LITURGIA DO DIA: MEMÓRIA DE SÃO JERÔNIMO, BISPO E DOUTOR DA IGREJA

26ª Semana do Tempo Comum

Leituras: Zc 8,20-23 | Sl 86(87),1-3.4-5.6-7 (R. Zc 8,23) | Lc 9,51-56

Reflexão da Liturgia do Dia

O evangelho de hoje (Lc 9,51-56) mostra Jesus decidido a ir para Jerusalém, lugar do cumprimento de sua missão pascal. Ele não se deixa abalar pela rejeição dos samaritanos, nem cede ao ímpeto de vingança sugerido por Tiago e João. O Senhor ensina que o caminho do discípulo não é o da violência, mas o da fidelidade e da entrega amorosa, mesmo quando encontra incompreensão ou hostilidade.

Este trecho marca um ponto de virada no evangelho de Lucas. Até aqui, Jesus havia realizado sinais, ensinado às multidões e formado seus discípulos. No versículo 51, lemos: “Estava chegando o tempo de Jesus ser levado para o céu. Então ele tomou a firme decisão de partir para Jerusalém”. Aqui temos duas perspectivas importantes: Jerusalém é o lugar do cumprimento da sua missão: paixão, morte, ressurreição e ascensão. E também a “subida” não é apenas geográfica, mas teológica: é o caminho da obediência ao Pai.

No caminho, Jesus passa pela Samaria. Os samaritanos, por causa das tensões históricas com os judeus (antiga rivalidade sobre o local do culto), não o acolhem. Tiago e João, cheios de zelo, querem invocar o fogo do céu contra eles, lembrando talvez do episódio do profeta Elias (cf. 2Rs 1,10-12). Mas Jesus os repreende.

Na perspectiva teológico-litúrgica, este trecho nos coloca diante da Cristologia do caminho. A liturgia apresenta Jesus como o Servo obediente, que, em plena liberdade, assume a vontade do Pai e não se desvia da missão que lhe foi confiada. A decisão firme de partir para Jerusalém não é apenas um deslocamento geográfico, mas um movimento espiritual e teológico: é o caminho da entrega total, no qual a cruz se torna passagem necessária para a ressurreição e para a glória.
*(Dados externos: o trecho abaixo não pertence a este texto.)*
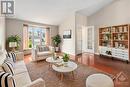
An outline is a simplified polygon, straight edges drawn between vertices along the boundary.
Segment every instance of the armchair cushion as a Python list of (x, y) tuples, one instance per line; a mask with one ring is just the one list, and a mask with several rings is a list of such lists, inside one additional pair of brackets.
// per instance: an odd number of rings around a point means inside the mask
[(23, 87), (27, 84), (31, 84), (31, 79), (28, 72), (23, 72), (13, 76), (16, 82), (16, 87)]
[(23, 72), (27, 72), (27, 68), (26, 65), (24, 63), (24, 61), (18, 61), (14, 64), (14, 73), (15, 75), (23, 73)]
[(49, 51), (49, 47), (45, 45), (37, 45), (36, 49), (38, 52)]

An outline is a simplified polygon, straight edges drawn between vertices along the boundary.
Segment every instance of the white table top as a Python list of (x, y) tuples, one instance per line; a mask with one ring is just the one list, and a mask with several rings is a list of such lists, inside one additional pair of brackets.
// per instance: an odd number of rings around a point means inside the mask
[(63, 59), (59, 58), (59, 59), (54, 60), (53, 57), (48, 57), (48, 58), (46, 58), (46, 61), (49, 63), (60, 63), (63, 61)]
[(72, 61), (68, 61), (68, 64), (67, 66), (60, 66), (60, 67), (57, 67), (55, 65), (52, 65), (52, 68), (57, 71), (57, 72), (72, 72), (74, 71), (75, 69), (77, 69), (77, 64), (75, 62), (72, 62)]
[(86, 80), (86, 87), (114, 87), (114, 83), (105, 74), (92, 74)]

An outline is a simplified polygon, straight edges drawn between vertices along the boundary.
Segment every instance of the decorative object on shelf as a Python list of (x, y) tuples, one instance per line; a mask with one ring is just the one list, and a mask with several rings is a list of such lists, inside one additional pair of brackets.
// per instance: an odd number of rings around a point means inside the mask
[(71, 38), (71, 30), (65, 30), (63, 34), (64, 39), (70, 39)]
[(69, 61), (69, 55), (68, 54), (65, 53), (63, 55), (63, 61), (64, 61), (64, 66), (67, 66), (67, 63)]
[(123, 34), (118, 34), (118, 40), (123, 40), (123, 39), (124, 39), (124, 35)]
[(52, 37), (52, 42), (55, 46), (55, 51), (58, 52), (59, 51), (59, 45), (61, 43), (60, 35), (56, 35), (56, 36)]
[(112, 28), (112, 30), (113, 30), (113, 32), (116, 32), (116, 29), (115, 29), (115, 27), (113, 27), (113, 28)]
[[(129, 37), (130, 37), (130, 24), (99, 28), (100, 54), (111, 56), (113, 58), (115, 57), (121, 60), (130, 61)], [(109, 51), (111, 51), (111, 53)]]
[(110, 45), (109, 45), (109, 40), (104, 40), (104, 41), (103, 41), (103, 46), (108, 46), (108, 47), (109, 47), (109, 46), (110, 46)]
[(124, 32), (128, 32), (127, 27), (124, 27)]
[(119, 45), (118, 45), (118, 42), (115, 42), (115, 47), (118, 48), (118, 46), (119, 46)]
[(7, 39), (8, 46), (12, 49), (12, 51), (19, 49), (20, 42), (21, 38), (18, 35), (12, 35)]
[(111, 51), (106, 51), (107, 55), (112, 55)]
[(119, 27), (119, 32), (122, 32), (122, 27)]

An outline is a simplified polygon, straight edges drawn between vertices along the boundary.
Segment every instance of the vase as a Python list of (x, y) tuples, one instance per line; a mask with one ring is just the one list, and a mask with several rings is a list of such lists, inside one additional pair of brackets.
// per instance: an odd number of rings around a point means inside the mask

Esse “caminho” revela o rosto de um Messias que não busca triunfos fáceis nem evita a rejeição, mas que se define pelo amor radical e pela misericórdia. Em contraste com a atitude dos discípulos, que desejam recorrer ao fogo do céu para punir os que não acolhem o Mestre, Jesus indica uma nova lógica: a da não-violência, do perdão e da paciência. Assim, o discipulado cristão só se compreende à luz desse itinerário pascal, no qual a centralidade da cruz não é sinal de derrota, mas de fidelidade e de vitória do amor.

Na liturgia, essa dimensão do caminho se transforma em convite permanente para a comunidade: celebrar a Eucaristia é unir-se a Cristo que se oferece no altar como na cruz, e que nos chama a segui-lo na obediência, na perseverança e na esperança. Cada fiel é convidado a “subir com Ele a Jerusalém”, assumindo também os desafios da missão, sustentado pela certeza de que, ao final do caminho, está a vida nova da ressurreição.
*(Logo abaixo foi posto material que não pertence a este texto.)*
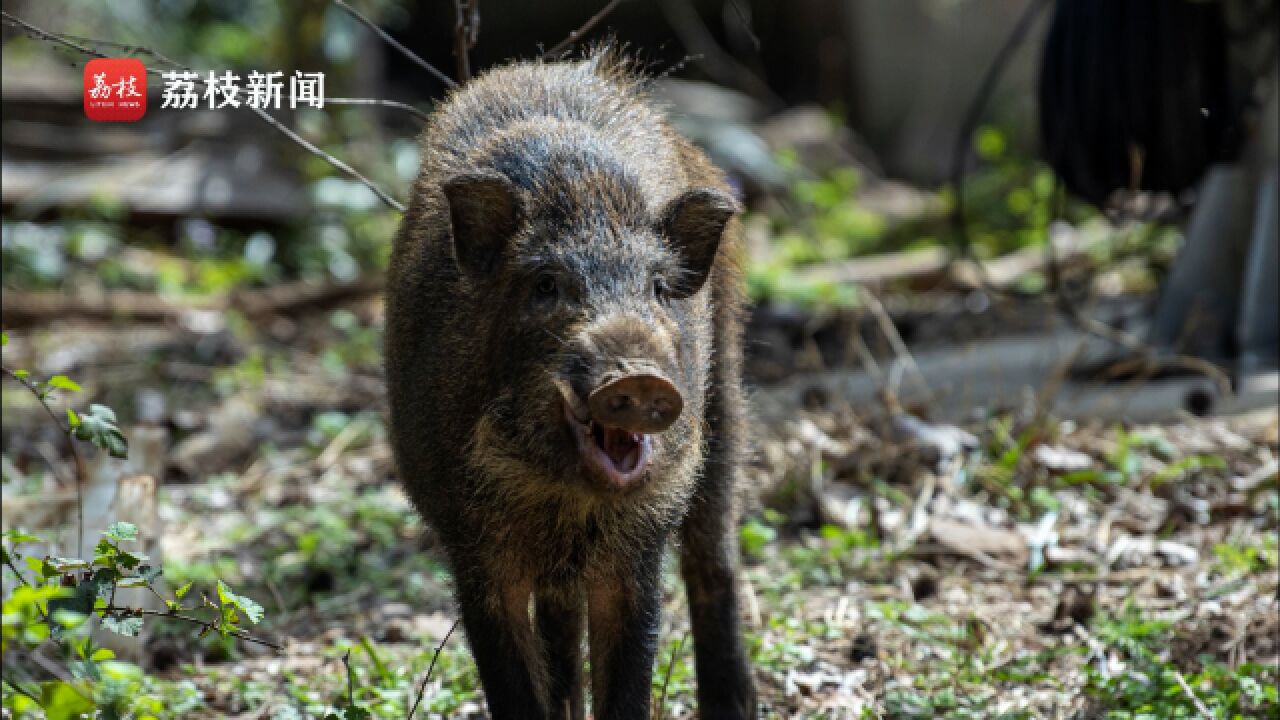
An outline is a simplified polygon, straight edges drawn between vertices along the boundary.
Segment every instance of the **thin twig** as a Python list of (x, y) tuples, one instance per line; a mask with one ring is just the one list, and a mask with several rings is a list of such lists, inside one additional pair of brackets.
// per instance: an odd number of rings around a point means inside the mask
[(354, 708), (356, 706), (356, 679), (351, 674), (351, 648), (347, 648), (347, 653), (342, 656), (342, 666), (347, 669), (347, 707)]
[(751, 28), (751, 19), (742, 11), (737, 0), (729, 0), (729, 7), (733, 8), (733, 14), (738, 16), (738, 22), (742, 23), (742, 29), (747, 33), (747, 37), (751, 39), (751, 45), (756, 52), (760, 52), (760, 38), (756, 36), (755, 30)]
[[(176, 612), (160, 612), (158, 610), (144, 610), (142, 608), (128, 608), (128, 607), (100, 608), (99, 610), (97, 610), (97, 612), (102, 613), (103, 617), (106, 617), (106, 615), (108, 614), (112, 614), (112, 615), (135, 615), (135, 616), (147, 615), (150, 617), (170, 618), (172, 620), (181, 620), (183, 622), (191, 623), (192, 625), (199, 625), (202, 628), (205, 628), (207, 630), (212, 630), (214, 632), (220, 632), (218, 630), (218, 624), (216, 622), (213, 622), (210, 620), (201, 620), (200, 618), (192, 617), (190, 615), (180, 615)], [(283, 645), (271, 642), (270, 640), (264, 640), (259, 637), (254, 637), (243, 630), (231, 630), (227, 634), (230, 635), (231, 637), (239, 638), (246, 642), (257, 643), (258, 645), (265, 645), (266, 647), (269, 647), (272, 650), (284, 652)]]
[(689, 637), (689, 633), (685, 632), (680, 635), (679, 642), (671, 650), (671, 662), (667, 663), (667, 673), (662, 678), (662, 694), (658, 696), (658, 720), (665, 720), (667, 717), (667, 686), (671, 684), (671, 671), (676, 666), (676, 660), (680, 658), (680, 651), (684, 649), (684, 641)]
[[(4, 554), (4, 564), (9, 566), (9, 570), (13, 572), (14, 577), (18, 578), (19, 583), (22, 583), (25, 587), (31, 587), (31, 583), (27, 581), (27, 578), (18, 572), (18, 566), (13, 564), (13, 556), (14, 553), (6, 552)], [(39, 603), (36, 604), (36, 612), (40, 613), (40, 617), (45, 620), (49, 619), (49, 614), (40, 608)]]
[[(36, 400), (40, 401), (40, 406), (49, 414), (49, 419), (52, 420), (53, 424), (57, 426), (57, 428), (62, 431), (62, 434), (67, 437), (67, 447), (71, 449), (71, 458), (76, 466), (76, 553), (83, 553), (85, 465), (84, 460), (80, 457), (80, 451), (76, 449), (76, 439), (75, 436), (72, 435), (71, 426), (62, 424), (62, 420), (53, 412), (53, 408), (49, 407), (49, 402), (45, 399), (45, 395), (42, 395), (30, 380), (18, 375), (7, 367), (0, 367), (0, 370), (4, 371), (5, 375), (17, 380), (22, 387), (31, 391), (31, 394), (36, 396)], [(58, 471), (57, 468), (53, 467), (52, 463), (50, 463), (50, 469), (55, 473)]]
[[(956, 135), (956, 142), (951, 151), (951, 188), (955, 193), (955, 202), (951, 208), (951, 225), (956, 234), (955, 240), (960, 245), (961, 257), (975, 259), (964, 215), (964, 167), (965, 160), (969, 157), (969, 143), (973, 140), (973, 133), (978, 129), (978, 121), (982, 119), (987, 101), (991, 99), (991, 93), (995, 91), (996, 84), (1004, 74), (1009, 59), (1026, 40), (1028, 32), (1035, 25), (1036, 18), (1040, 16), (1040, 11), (1052, 4), (1050, 0), (1028, 0), (1026, 8), (1022, 11), (1022, 17), (1018, 18), (1008, 39), (1000, 47), (983, 75), (978, 93), (970, 103), (963, 122), (960, 123), (959, 134)], [(977, 265), (981, 273), (982, 264), (977, 263)]]
[(25, 695), (25, 696), (27, 696), (27, 697), (31, 698), (32, 700), (34, 700), (34, 701), (36, 702), (36, 705), (37, 705), (37, 706), (40, 704), (40, 698), (36, 697), (35, 695), (32, 695), (32, 694), (31, 694), (31, 691), (29, 691), (29, 690), (27, 690), (27, 689), (23, 688), (23, 687), (22, 687), (21, 685), (19, 685), (18, 683), (16, 683), (16, 682), (14, 682), (14, 681), (10, 680), (9, 678), (4, 678), (4, 684), (5, 684), (5, 685), (8, 685), (8, 686), (9, 686), (9, 687), (11, 687), (11, 688), (13, 688), (13, 691), (14, 691), (14, 692), (16, 692), (16, 693), (18, 693), (19, 695)]
[(19, 583), (26, 585), (27, 587), (31, 586), (31, 583), (27, 582), (27, 578), (24, 577), (22, 573), (18, 572), (18, 567), (13, 564), (13, 553), (6, 552), (4, 554), (4, 564), (8, 565), (9, 569), (13, 571), (13, 575), (18, 578)]
[(605, 5), (604, 7), (600, 8), (599, 12), (587, 18), (587, 21), (582, 23), (581, 27), (579, 27), (577, 30), (570, 31), (568, 37), (556, 43), (554, 46), (552, 46), (550, 50), (542, 53), (542, 59), (543, 60), (557, 59), (563, 56), (565, 53), (569, 52), (569, 50), (573, 49), (573, 46), (576, 45), (578, 41), (583, 38), (583, 36), (591, 32), (591, 30), (595, 28), (596, 25), (600, 24), (601, 20), (604, 20), (606, 17), (609, 17), (609, 13), (612, 13), (615, 9), (617, 9), (619, 5), (621, 5), (624, 2), (626, 2), (626, 0), (610, 0), (608, 5)]
[(364, 23), (365, 27), (369, 28), (374, 32), (375, 35), (382, 38), (383, 42), (395, 48), (401, 55), (404, 55), (405, 57), (409, 58), (409, 60), (411, 60), (415, 65), (431, 73), (431, 76), (439, 80), (440, 82), (444, 83), (445, 87), (453, 88), (458, 86), (458, 83), (454, 82), (453, 78), (440, 72), (439, 70), (436, 69), (434, 65), (427, 62), (426, 60), (423, 60), (417, 53), (405, 47), (404, 45), (400, 44), (399, 40), (396, 40), (395, 38), (388, 35), (387, 31), (378, 27), (377, 23), (365, 17), (364, 15), (361, 15), (358, 10), (351, 7), (347, 3), (343, 2), (343, 0), (333, 0), (333, 3), (338, 7), (342, 8), (343, 10), (346, 10), (356, 20), (359, 20), (360, 22)]
[(431, 119), (430, 115), (418, 108), (395, 100), (383, 100), (381, 98), (325, 98), (324, 102), (326, 105), (376, 105), (378, 107), (389, 107), (396, 110), (404, 110), (423, 122)]
[[(63, 45), (64, 47), (69, 47), (72, 50), (83, 53), (85, 55), (92, 55), (93, 57), (98, 57), (98, 58), (107, 57), (105, 53), (98, 52), (97, 50), (87, 48), (72, 40), (68, 40), (67, 38), (63, 37), (62, 35), (59, 35), (58, 33), (51, 33), (46, 30), (42, 30), (36, 27), (35, 25), (32, 25), (31, 23), (25, 20), (16, 18), (13, 15), (10, 15), (9, 13), (4, 12), (2, 10), (0, 10), (0, 16), (3, 16), (5, 21), (7, 21), (10, 25), (14, 27), (22, 28), (23, 30), (27, 31), (28, 34), (34, 35), (37, 39), (58, 43), (59, 45)], [(96, 43), (98, 41), (94, 40), (89, 42)], [(107, 43), (104, 41), (103, 44), (107, 44)], [(145, 48), (138, 49), (139, 52), (141, 52), (142, 50), (145, 50)], [(174, 67), (180, 68), (187, 72), (195, 72), (191, 68), (178, 63), (174, 63)], [(164, 75), (163, 72), (154, 68), (147, 68), (147, 72), (152, 75), (160, 75), (160, 76)], [(199, 73), (197, 73), (197, 81), (201, 83), (206, 83), (206, 84), (208, 82), (206, 79), (200, 76)], [(382, 188), (374, 184), (372, 180), (365, 177), (364, 175), (361, 175), (358, 171), (355, 170), (355, 168), (352, 168), (350, 165), (346, 164), (345, 162), (339, 160), (338, 158), (316, 147), (314, 144), (312, 144), (311, 142), (303, 138), (298, 133), (294, 132), (293, 130), (290, 130), (286, 125), (281, 123), (279, 120), (276, 120), (275, 118), (271, 117), (271, 115), (267, 113), (266, 110), (263, 110), (262, 108), (253, 107), (251, 105), (245, 105), (244, 107), (251, 110), (253, 114), (257, 115), (263, 122), (275, 128), (278, 132), (280, 132), (282, 135), (292, 140), (295, 144), (301, 146), (303, 150), (306, 150), (312, 155), (315, 155), (321, 160), (324, 160), (325, 162), (329, 163), (333, 167), (337, 168), (340, 172), (346, 175), (349, 175), (360, 184), (369, 188), (369, 190), (371, 190), (374, 195), (377, 195), (378, 199), (382, 200), (382, 202), (386, 203), (387, 205), (396, 209), (399, 212), (403, 213), (405, 211), (405, 206), (403, 203), (391, 197), (389, 194), (387, 194), (385, 190), (383, 190)]]
[(256, 108), (256, 107), (250, 107), (249, 109), (252, 110), (255, 115), (262, 118), (263, 122), (267, 123), (271, 127), (280, 131), (285, 137), (289, 138), (290, 140), (294, 141), (298, 145), (302, 146), (303, 150), (306, 150), (312, 155), (315, 155), (316, 157), (321, 158), (325, 162), (337, 168), (339, 171), (344, 172), (347, 175), (350, 175), (357, 182), (369, 188), (369, 190), (373, 191), (373, 194), (377, 195), (378, 199), (382, 200), (382, 202), (386, 203), (387, 205), (390, 205), (391, 207), (395, 208), (399, 212), (403, 213), (405, 211), (404, 203), (401, 203), (399, 200), (396, 200), (395, 198), (388, 195), (387, 191), (375, 185), (373, 181), (370, 180), (369, 178), (365, 177), (364, 175), (361, 175), (359, 172), (356, 171), (355, 168), (351, 167), (350, 165), (339, 160), (338, 158), (330, 155), (329, 153), (311, 144), (301, 135), (290, 130), (288, 127), (282, 124), (279, 120), (276, 120), (275, 118), (271, 117), (269, 114), (267, 114), (267, 111), (261, 108)]
[(707, 74), (770, 105), (781, 104), (781, 100), (769, 89), (767, 83), (716, 43), (715, 36), (702, 22), (692, 3), (685, 0), (661, 0), (658, 5), (685, 50), (697, 56), (698, 64)]
[(80, 35), (72, 35), (70, 33), (58, 33), (58, 35), (68, 40), (76, 40), (79, 42), (90, 43), (92, 45), (97, 45), (99, 47), (115, 48), (117, 50), (120, 50), (121, 52), (126, 52), (133, 55), (150, 55), (151, 57), (155, 58), (156, 60), (159, 60), (162, 63), (165, 63), (166, 65), (172, 65), (175, 68), (182, 67), (182, 65), (179, 64), (176, 60), (171, 59), (168, 55), (165, 55), (164, 53), (161, 53), (158, 50), (152, 50), (151, 48), (141, 47), (139, 45), (134, 45), (133, 43), (116, 42), (114, 40), (95, 40), (94, 38), (82, 37)]
[(885, 385), (884, 372), (880, 370), (880, 364), (876, 362), (876, 358), (871, 354), (871, 348), (867, 347), (867, 341), (862, 339), (862, 323), (861, 316), (859, 322), (855, 323), (849, 333), (849, 345), (858, 356), (858, 360), (862, 362), (862, 368), (871, 375), (871, 379), (881, 387)]
[(444, 644), (449, 642), (449, 638), (453, 635), (453, 631), (458, 628), (458, 623), (462, 622), (462, 618), (453, 621), (449, 626), (449, 632), (444, 634), (444, 639), (436, 646), (436, 652), (431, 656), (431, 664), (427, 666), (427, 676), (422, 678), (422, 684), (418, 686), (418, 696), (413, 699), (413, 705), (409, 708), (407, 720), (413, 720), (413, 714), (418, 712), (418, 705), (422, 702), (422, 696), (427, 693), (427, 683), (431, 682), (431, 673), (436, 669), (436, 661), (440, 659), (440, 651), (444, 650)]
[(907, 344), (903, 342), (902, 335), (898, 333), (898, 328), (893, 324), (893, 319), (889, 317), (884, 305), (880, 303), (880, 298), (876, 297), (875, 293), (865, 289), (862, 296), (866, 298), (867, 307), (871, 309), (871, 315), (875, 317), (876, 322), (880, 325), (880, 332), (884, 334), (885, 340), (889, 341), (889, 347), (893, 348), (893, 354), (911, 371), (911, 376), (916, 379), (916, 383), (921, 390), (924, 390), (925, 395), (933, 395), (933, 391), (929, 389), (928, 381), (925, 380), (924, 373), (920, 371), (920, 366), (916, 364), (916, 359), (912, 357), (911, 351), (907, 349)]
Este evangelho também abre uma perspectiva eclesiológica muito clara. A missão da Igreja é universal e deve se manifestar sempre pela misericórdia. Diante do fechamento e da rejeição, a comunidade cristã não pode responder com intolerância ou violência, mas com perseverança e testemunho de amor. A Igreja é chamada a levar a Boa-Nova a todos os povos, mesmo quando encontra oposição, sem impor-se, mas oferecendo a fé como dom e convite. A liturgia ilumina esse ponto ao colocar em diálogo o evangelho com a profecia de Zacarias (1ª leitura), que anuncia o tempo em que “dez homens de todas as línguas agarrarão a orla da veste de um judeu e dirão: queremos ir contigo, pois ouvimos dizer que Deus está contigo”. Assim, a Palavra mostra que a salvação é para todos e que a Igreja é sinal desse projeto de comunhão universal.
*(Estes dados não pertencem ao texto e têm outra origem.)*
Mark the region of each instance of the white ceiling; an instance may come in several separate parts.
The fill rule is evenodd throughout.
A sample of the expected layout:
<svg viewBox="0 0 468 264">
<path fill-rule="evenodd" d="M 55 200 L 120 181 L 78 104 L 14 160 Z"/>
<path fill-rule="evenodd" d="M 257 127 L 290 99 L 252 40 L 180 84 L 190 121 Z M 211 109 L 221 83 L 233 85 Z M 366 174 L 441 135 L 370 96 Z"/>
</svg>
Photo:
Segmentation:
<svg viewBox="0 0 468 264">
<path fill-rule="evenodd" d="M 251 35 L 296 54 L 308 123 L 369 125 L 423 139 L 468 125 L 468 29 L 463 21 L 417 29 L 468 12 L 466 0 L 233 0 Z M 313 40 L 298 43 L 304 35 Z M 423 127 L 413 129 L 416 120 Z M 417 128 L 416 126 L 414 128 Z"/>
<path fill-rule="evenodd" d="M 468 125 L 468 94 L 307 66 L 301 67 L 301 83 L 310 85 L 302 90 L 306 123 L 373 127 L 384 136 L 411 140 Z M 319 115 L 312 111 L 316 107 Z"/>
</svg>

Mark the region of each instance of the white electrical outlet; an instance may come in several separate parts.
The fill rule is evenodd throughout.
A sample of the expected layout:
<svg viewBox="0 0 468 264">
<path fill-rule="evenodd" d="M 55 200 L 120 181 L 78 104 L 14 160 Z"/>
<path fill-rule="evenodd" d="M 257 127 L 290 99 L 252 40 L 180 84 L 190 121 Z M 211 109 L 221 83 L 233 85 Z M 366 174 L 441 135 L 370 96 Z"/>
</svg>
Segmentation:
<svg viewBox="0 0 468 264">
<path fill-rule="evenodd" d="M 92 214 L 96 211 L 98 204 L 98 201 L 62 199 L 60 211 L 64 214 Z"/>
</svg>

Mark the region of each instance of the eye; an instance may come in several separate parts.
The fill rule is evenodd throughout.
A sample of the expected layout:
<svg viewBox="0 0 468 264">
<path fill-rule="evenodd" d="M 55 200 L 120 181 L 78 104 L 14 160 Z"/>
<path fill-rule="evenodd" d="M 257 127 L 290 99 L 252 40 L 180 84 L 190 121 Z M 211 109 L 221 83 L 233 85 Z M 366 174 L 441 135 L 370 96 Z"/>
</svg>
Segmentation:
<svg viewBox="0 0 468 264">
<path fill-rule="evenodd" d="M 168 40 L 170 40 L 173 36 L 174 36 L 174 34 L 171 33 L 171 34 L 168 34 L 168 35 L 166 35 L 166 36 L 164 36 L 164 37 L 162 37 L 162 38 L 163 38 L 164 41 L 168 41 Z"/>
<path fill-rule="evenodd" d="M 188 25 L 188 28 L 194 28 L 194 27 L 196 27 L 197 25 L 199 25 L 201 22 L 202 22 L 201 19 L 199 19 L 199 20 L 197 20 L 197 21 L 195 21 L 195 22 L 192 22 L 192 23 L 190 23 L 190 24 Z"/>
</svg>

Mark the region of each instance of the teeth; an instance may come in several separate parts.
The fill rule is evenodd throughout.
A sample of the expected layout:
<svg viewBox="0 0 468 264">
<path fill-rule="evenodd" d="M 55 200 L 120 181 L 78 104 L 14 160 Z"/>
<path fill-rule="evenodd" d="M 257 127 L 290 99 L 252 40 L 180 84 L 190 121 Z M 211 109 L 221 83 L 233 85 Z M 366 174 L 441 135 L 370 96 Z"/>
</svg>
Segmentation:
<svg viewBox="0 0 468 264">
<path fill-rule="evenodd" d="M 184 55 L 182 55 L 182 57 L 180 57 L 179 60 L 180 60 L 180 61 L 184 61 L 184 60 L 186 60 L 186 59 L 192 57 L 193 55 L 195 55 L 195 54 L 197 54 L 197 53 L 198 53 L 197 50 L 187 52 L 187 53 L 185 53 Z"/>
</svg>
Outro aspecto fundamental é a espiritualidade do discipulado. Tiago e João encarnam o risco do falso zelo, que confunde missão com poder e usa a violência como resposta ao não acolhimento. Jesus, ao repreendê-los, corrige essa visão e aponta a verdadeira identidade do discípulo: seguir o Mestre significa assumir a mansidão, a paciência e a lógica do amor. O fogo que consome não é o da vingança, mas o do Espírito que aquece os corações e transforma vidas. A liturgia nos convida, portanto, a rever nossas próprias atitudes diante das dificuldades da missão: não é a força que convence, mas a coerência com a cruz de Cristo. A paciência, a perseverança e o testemunho humilde são os sinais do verdadeiro seguidor do Senhor.

Em síntese, o brano de Lc 9,51-56, dentro da liturgia, inaugura o grande caminho de Jesus para Jerusalém. É uma catequese sobre decisão, rejeição e misericórdia.

  • Decisão: Jesus não hesita em cumprir a vontade do Pai.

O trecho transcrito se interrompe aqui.